The purpose of advanced modelling must go beyond safeguarding insurers’ financial stability. It should be deployed to empower policyholders and communities. For instance, insurers can provide early warnings to clients ahead of storm systems making landfall, drawing on satellite-based data to improve disaster readiness. The focus must shift from reactive underwriting to proactive risk mitigation — a position that is both commercially sound and socially responsible.
There is also an opportunity to refine our pricing models. Clients should no longer be subject to broad cross-subsidisation that masks the true nature of their risk exposure.
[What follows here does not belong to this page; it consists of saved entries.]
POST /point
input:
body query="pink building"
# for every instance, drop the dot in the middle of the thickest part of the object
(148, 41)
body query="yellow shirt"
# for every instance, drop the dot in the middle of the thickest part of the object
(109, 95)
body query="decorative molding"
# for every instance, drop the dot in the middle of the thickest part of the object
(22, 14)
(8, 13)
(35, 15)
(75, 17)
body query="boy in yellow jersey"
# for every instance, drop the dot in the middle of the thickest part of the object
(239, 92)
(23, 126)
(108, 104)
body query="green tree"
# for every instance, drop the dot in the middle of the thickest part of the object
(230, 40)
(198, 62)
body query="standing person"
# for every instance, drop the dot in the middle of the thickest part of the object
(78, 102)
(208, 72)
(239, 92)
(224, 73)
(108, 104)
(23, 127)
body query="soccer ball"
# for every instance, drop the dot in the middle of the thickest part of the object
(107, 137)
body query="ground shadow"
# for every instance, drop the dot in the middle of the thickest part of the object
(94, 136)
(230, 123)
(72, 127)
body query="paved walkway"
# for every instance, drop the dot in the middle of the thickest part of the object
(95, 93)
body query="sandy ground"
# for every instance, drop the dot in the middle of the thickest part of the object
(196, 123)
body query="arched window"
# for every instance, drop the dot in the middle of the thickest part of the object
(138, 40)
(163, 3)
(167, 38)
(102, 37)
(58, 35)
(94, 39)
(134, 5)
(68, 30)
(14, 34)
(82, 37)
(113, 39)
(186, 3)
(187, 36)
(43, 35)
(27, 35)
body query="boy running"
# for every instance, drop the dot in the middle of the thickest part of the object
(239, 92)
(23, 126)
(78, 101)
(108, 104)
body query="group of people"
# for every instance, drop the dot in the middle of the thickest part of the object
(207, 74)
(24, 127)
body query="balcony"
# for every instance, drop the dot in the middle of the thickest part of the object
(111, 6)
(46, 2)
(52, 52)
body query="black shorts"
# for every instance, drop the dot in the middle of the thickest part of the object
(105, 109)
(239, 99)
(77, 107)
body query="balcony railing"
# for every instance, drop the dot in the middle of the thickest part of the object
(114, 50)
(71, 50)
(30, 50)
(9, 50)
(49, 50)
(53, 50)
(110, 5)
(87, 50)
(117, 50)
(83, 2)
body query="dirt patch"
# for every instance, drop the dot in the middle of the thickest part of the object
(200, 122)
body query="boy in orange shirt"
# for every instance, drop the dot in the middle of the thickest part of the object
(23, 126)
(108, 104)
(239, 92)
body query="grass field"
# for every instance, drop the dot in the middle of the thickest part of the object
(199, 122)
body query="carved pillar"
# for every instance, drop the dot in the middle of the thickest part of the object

A fairer approach would differentiate appropriately between high- and low-risk policyholders, while providing those in vulnerable zones with the tools and support needed to reduce their risk over time.
However, for this to happen, industry and customer data needs to become more granular. As such, partnerships are going to become critical. Insurers need to look at this through a customer lens – if there are benefits and cost-savings then these should be passed on to policyholders.
Similarly, public-private collaboration will become even more necessary in a changing risk climate. A case in point is SASRIA: We recall in 2021 the large-scale riots that spread from KwaZulu-Natal to Gauteng. SASRIA paid out about R32 billion to cover the riots , which caused great financial strain on the organisation. Today there remains significant insurance protection gaps for which the state cannot reasonably shoulder the responsibility alone. Nor should it. We want to help solve the protection gap issue. The insurance sector is well-positioned to contribute the technical expertise, thanks to its investment in technology, particularly around pricing and modelling complex risks, while working with State-owned entities to build sustainable solutions and strategic partnerships with government.
Healthcare presents another challenge. With rising medical inflation, an ageing insured population, and growing levels of chronic illness, the strain on medical gap cover has intensified. At the same time, progress on implementing the National Health Insurance (NHI) is likely to be slow. This presents an opportunity for the non-life insurance industry to engage constructively with policymakers to design low-cost, good-value medical insurance products for the uninsured population. However, insurers cannot step in to provide critical products without government. Regulatory support will be key to unlocking this potential to help fill the gap.
As insurers, we are also constantly thinking about the operating environment globally. The threat of US trade tariffs from the USA could significantly impact South Africa’s growth trajectory – and by extension, the insurance industry. Tariffs may put further pressure on sectors like automotive manufacturing, which is closely linked to the insurance industry through claims, parts, and repair costs. Most insurance companies are using technologies like the Cloud and the adoption of AI; if the cost of doing business increases, then the cost of insurance will inevitably rise – particularly as we face dollar-denominated expenses, higher licensing fees, and inflation, especially in a low-growth environment like South Africa’s.
We remain committed to supporting our policyholders, even in regions where risks are heightened — a contrast to some global insurers that have exited high-risk areas, as we saw in the aftermath of the Pacific Palisade fire earlier this year. It is not in our nature to leave our policyholders high and dry. In South Africa, we believe there's a better way — one that involves working alongside our clients to manage risk, not turning our backs on it.